Corruption, meurtres, fraude fiscale, le commerce international de bois tropical est profondément vicié, concluent Interpol et le Programme des Nations unies pour l'environnement (PNUE), dans un rapport publié hier.

Le crime organisé a pris le contrôle de ce marché qui totaliserait 30 milliards par année.

La portion illégale du trafic représenterait jusqu'à 30 fois les volumes officiels. Et ce marché noir serait la cause de 50% à 90% de la déforestation dans les forêts tropicales.

L'ampleur du problème menace même la lutte contre les changements climatiques. Les émissions de carbone causées par la déforestation illégale seraient du même ordre que celles liées à tout le transport par avion, par route et par bateau sur la planète.

«Le crime organisé transnational est une menace qui pèse lourdement sur l'environnement, a déclaré par communiqué Ronald K. Noble, secrétaire général d'Interpol. C'est un problème qui demande une réponse judiciaire internationale forte, efficace et innovante, et ce, afin de protéger les ressources naturelles, de lutter contre la corruption et la violence liée à ce type d'activité qui peut également affecter la stabilité et la sécurité d'un pays.»

Le trafic de bois entraîne une foule de crimes dans son sillage en Asie, en Afrique et en Amérique du Sud. «L'exploitation illégale des forêts a majoritairement lieu dans des régions en conflit ou marquées par une corruption généralisée», affirme-t-on dans le rapport intitulé Carbone vert, marché noir.

Pots-de-vin et meurtres

À Kalimatan, en Indonésie, un pot-de-vin de 30 000$ donne accès à 20 km2 de forêt. Le bois est ensuite expédié illégalement en Malaisie, ce qui donne lieu à une «fraude fiscale massive».

Dans ce même pays, la production de bois provenant prétendument des plantations a augmenté beaucoup plus rapidement que la superficie des plantations, une impossibilité mathématique.

En République démocratique du Congo, 200 gardes forestiers ont été tués depuis 10 ans dans le parc national des Virungas, refuge de gorilles.

Au Brésil, 3000 entreprises auraient été impliquées dans un stratagème d'écocertification frauduleuse du bois destiné aux marchés des pays riches.

«L'exploitation illégale alimente directement de nombreux conflits», ajoute-t-on.

L'ampleur du problème est «beaucoup plus vaste qu'on ne le pensait initialement», affirment le PNUE et Interpol, qui énumèrent 30 méthodes utilisées pour «blanchir» le bois provenant d'activités illégales.
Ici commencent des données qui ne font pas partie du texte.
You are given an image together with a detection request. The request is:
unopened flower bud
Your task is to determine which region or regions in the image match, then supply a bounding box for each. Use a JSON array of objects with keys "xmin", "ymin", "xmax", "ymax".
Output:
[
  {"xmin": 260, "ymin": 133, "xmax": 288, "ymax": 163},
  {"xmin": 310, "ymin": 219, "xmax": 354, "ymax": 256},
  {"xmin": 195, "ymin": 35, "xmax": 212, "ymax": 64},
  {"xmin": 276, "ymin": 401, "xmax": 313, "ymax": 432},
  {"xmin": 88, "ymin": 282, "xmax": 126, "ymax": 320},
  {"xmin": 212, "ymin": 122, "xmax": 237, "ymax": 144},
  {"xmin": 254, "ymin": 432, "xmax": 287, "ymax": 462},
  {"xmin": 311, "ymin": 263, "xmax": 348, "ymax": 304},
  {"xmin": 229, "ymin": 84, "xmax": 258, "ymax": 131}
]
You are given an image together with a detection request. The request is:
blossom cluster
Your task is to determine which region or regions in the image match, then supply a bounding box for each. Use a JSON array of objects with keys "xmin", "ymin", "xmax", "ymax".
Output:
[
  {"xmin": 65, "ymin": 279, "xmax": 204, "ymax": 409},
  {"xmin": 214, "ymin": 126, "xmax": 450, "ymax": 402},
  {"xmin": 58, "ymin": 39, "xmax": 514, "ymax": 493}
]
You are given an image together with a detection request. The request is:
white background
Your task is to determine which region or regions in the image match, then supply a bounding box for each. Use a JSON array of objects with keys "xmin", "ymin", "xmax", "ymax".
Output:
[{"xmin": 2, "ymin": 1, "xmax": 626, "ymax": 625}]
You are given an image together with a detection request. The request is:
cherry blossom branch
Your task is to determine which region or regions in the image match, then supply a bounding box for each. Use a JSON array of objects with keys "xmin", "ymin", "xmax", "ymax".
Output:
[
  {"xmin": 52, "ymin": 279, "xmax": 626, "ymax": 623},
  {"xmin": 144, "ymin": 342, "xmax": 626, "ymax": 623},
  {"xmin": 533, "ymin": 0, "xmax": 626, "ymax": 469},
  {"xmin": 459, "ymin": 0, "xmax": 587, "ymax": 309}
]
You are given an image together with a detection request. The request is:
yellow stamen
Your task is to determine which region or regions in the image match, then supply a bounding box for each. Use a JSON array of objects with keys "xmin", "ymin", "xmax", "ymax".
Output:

«Souvent, les fonctionnaires corrompus, les militaires et la police locale perçoivent des revenus jusqu'à 10 fois plus élevés que ce qu'ils percevraient s'ils entamaient les poursuites judiciaires prévues par la loi», affirme-t-on.

La Chine apparaît comme le plus grand acheteur de bois illégal, selon le rapport. La consommation de bois devrait y doubler d'ici à 2020.

Même au Québec

Mais ce bois de contrebande est offert ici, selon Éric Véraquin, propriétaire de l'Ébénisterie Renova, à Plessisville. Cette entreprise travaille à des projets commerciaux comme des hôtels ou des restaurants, ainsi qu'à des projets résidentiels.

«On trouve du bois illégal au Québec, mais personne ne le sait», dit-il.

Certains de ses clients exigent du bois de source vérifiée, mais d'autres non, précise-t-il. Même s'il se dit sensible au problème et surpris de son ampleur, il s'estime impuissant.

«C'est les donneurs d'ouvrage, les architectes, les promoteurs qui décident, dit-il. On répond à leur demande. On ne se renseigne pas si ça respecte la norme. On veut la job, c'est tout.»

«Si on veut avoir de l'ipé ou du cumaru pendant encore 200 ans, il faut des normes nationales. Mais il n'y a pas de police qui va débarquer chez moi si j'ai de l'ébène. On n'est pas rendus là.»

Heureusement, les modes passent, dit-il. «Il y a 10 ou 20 ans, tout le monde voulait de l'acajou du Brésil. Aujourd'hui, on travaille le bois indigène, le chêne, le noyer américain.»